San Jose Sharks: Redemption After a Quarter-Century of Heartbreaks?

Plain, old-fashioned justice demands that San Jose Sharks win the Stanley Cup against the Pittsburgh Penguins.

The Penguins won the Cup in 1991 and 1992, powered by the legendary Mario Lemieux and ably supported by Jaromir Jagr. In 2009 they won it again, led by Lemieux's protege, Sidney Crosby.

Three times have the Penguins etched their name into NHL history.

But the Sharks? In the 25 years of their existence, not only have they never won the Stanley Cup, they never even reached the final, in spite of a profusion of talents. 

How come?

Because individual talent is never enough. If there is no chemistry at the highest level, if there is no catalyst that can holistically unite the talents, it is bound to be one heartbreak after another.

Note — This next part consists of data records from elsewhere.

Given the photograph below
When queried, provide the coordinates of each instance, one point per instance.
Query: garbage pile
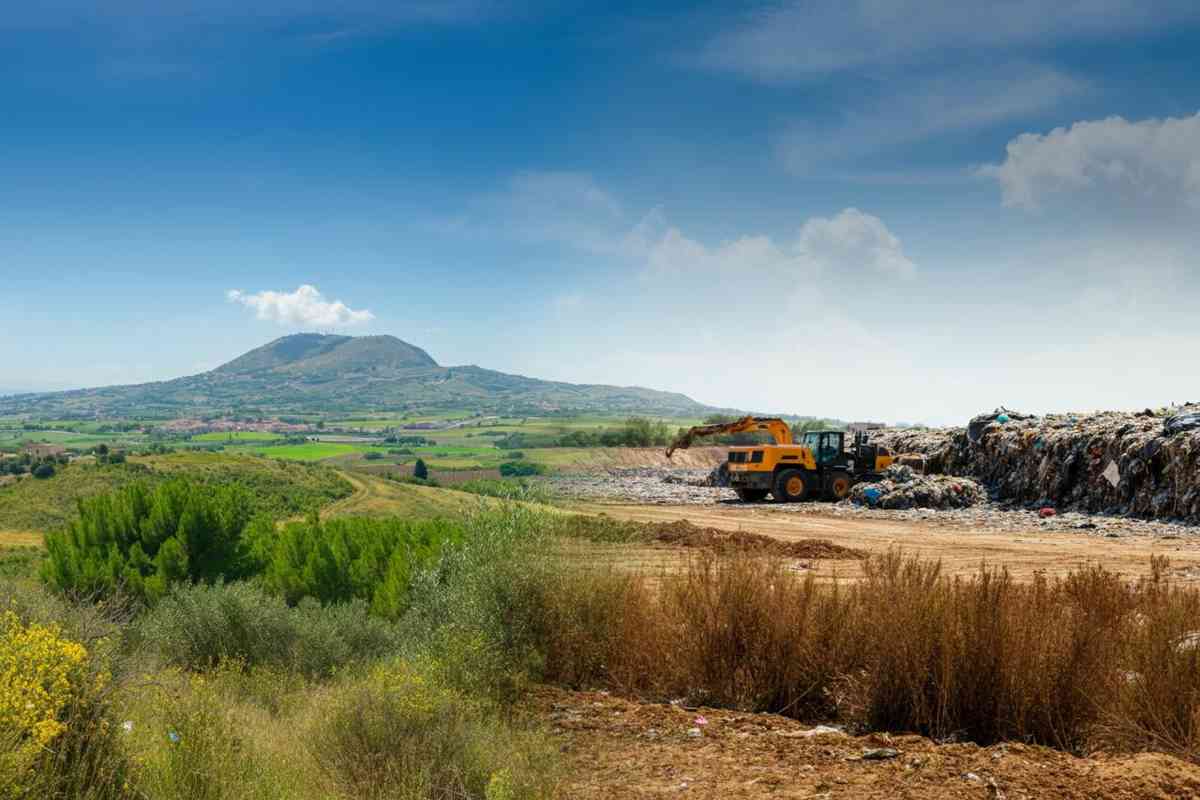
(904, 488)
(1145, 464)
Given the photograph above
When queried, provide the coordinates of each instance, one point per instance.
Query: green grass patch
(276, 487)
(238, 435)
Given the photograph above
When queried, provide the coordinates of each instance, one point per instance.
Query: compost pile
(904, 488)
(1145, 464)
(684, 534)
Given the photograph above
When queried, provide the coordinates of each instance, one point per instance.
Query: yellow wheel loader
(821, 465)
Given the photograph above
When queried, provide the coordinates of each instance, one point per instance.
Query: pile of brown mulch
(684, 534)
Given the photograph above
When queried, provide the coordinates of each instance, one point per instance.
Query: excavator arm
(774, 426)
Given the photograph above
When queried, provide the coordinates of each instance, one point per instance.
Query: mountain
(313, 372)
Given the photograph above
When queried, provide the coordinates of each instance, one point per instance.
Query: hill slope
(311, 372)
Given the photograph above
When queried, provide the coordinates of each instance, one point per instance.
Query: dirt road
(960, 548)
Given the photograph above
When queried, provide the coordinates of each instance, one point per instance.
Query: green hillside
(311, 372)
(277, 487)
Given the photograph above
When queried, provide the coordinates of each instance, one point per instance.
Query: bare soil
(960, 546)
(618, 749)
(684, 534)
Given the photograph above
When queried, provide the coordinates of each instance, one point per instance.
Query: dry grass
(1087, 660)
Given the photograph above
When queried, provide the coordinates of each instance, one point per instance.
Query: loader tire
(839, 486)
(792, 486)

And that's what happened to the San Jose Sharks, and to their long-suffering fans.
But the new Sharks coach Peter DeBoer, hired only in May, 2015, seems to have found that elusive ingredient that prevented the Sharks from reaching their full potential. In his very first year, with deep changes in player roles and an altered philosophy about playing the game at its most elemental level, he has brought the Sharks to the penultimate match-up.

It's about time.

Of course, what stands in the way of the Sharks winning the ultimate prize in NHL is Sidney Crosby and company.

It falls on the shoulders of the two Joes, Thornton and Pavelski, and Patrick Marleau, Logan Couture, Brent Burns and youngsters like Thomas Hertl to check (literally) Crosby, Malkin and friends to deliver the goods.

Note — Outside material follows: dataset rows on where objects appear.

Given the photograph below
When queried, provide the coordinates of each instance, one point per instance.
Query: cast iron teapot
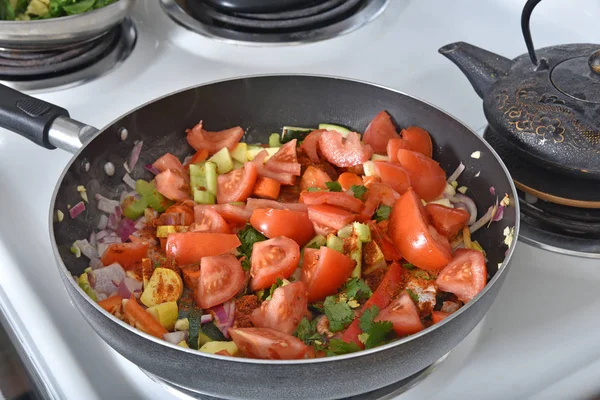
(545, 103)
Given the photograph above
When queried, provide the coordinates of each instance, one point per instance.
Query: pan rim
(501, 269)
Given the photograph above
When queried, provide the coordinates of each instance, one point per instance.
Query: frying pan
(260, 104)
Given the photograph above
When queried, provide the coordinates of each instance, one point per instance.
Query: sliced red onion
(102, 222)
(454, 176)
(87, 249)
(176, 337)
(104, 278)
(469, 204)
(77, 209)
(129, 286)
(206, 318)
(125, 229)
(149, 167)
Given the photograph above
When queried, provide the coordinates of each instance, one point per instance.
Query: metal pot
(52, 33)
(261, 104)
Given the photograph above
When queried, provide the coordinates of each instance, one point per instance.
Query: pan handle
(43, 123)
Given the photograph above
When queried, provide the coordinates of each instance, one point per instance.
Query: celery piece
(274, 140)
(239, 153)
(204, 197)
(223, 160)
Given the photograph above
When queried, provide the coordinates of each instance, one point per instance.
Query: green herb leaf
(333, 186)
(357, 289)
(359, 191)
(413, 295)
(338, 312)
(338, 347)
(382, 213)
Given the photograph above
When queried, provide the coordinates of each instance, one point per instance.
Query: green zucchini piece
(223, 160)
(331, 127)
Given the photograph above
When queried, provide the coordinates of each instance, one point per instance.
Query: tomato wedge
(426, 176)
(208, 220)
(285, 160)
(314, 177)
(221, 278)
(269, 344)
(172, 185)
(141, 319)
(324, 271)
(285, 309)
(272, 259)
(339, 199)
(190, 247)
(168, 161)
(310, 145)
(126, 254)
(330, 216)
(344, 151)
(403, 314)
(237, 185)
(448, 221)
(292, 224)
(418, 242)
(199, 138)
(394, 175)
(419, 140)
(465, 275)
(379, 132)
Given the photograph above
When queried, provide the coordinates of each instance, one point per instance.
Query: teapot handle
(525, 17)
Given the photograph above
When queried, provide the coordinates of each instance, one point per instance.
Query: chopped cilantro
(413, 295)
(334, 186)
(359, 191)
(374, 333)
(338, 347)
(357, 289)
(338, 312)
(382, 213)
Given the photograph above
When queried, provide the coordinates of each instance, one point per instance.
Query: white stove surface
(539, 340)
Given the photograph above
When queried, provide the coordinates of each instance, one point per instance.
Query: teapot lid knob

Sharks have to match the Penguins in speed, power play, hustle and hand-eye coordination and then have something left over to win.

And the only way they can do that is to win at least one game in Pittsburgh as they open the series.

It will be tough but it can be done. The Sharks flounder so badly at times that a fan has difficulty believing it is a team that contains world-class players. But when they play to their strength and to their natural abilities as a cohesive team, no one can stop them. When Martin Jones, the Sharks goalie, is in his groove, the puck stays put.

But a Penguins fan can make the same points and conclude that Pittsburgh will win the Cup for the fourth time in its Lemieux-laden history.

So what does it all come down to? 

Surely the thunderous win by the Golden State Warriors against the Oklahoma City Thunder in the 'Win-or-Die' Game 6 in Oklahoma City on May 28 - a win for the ages mostly due to the impossible heroics of splash brothers Klay Thompson and Stephen Curry - will be hugely motivational and inspiring.

But in the final analysis it will come down to one advantage in which the Sharks are peerless in the NHL this season.

Facial hair.

Ultimately, it is the team with the most facial hair that will hoist the Stanley Cup in June, 2016. 

And that will be the hirsute San Jose Sharks.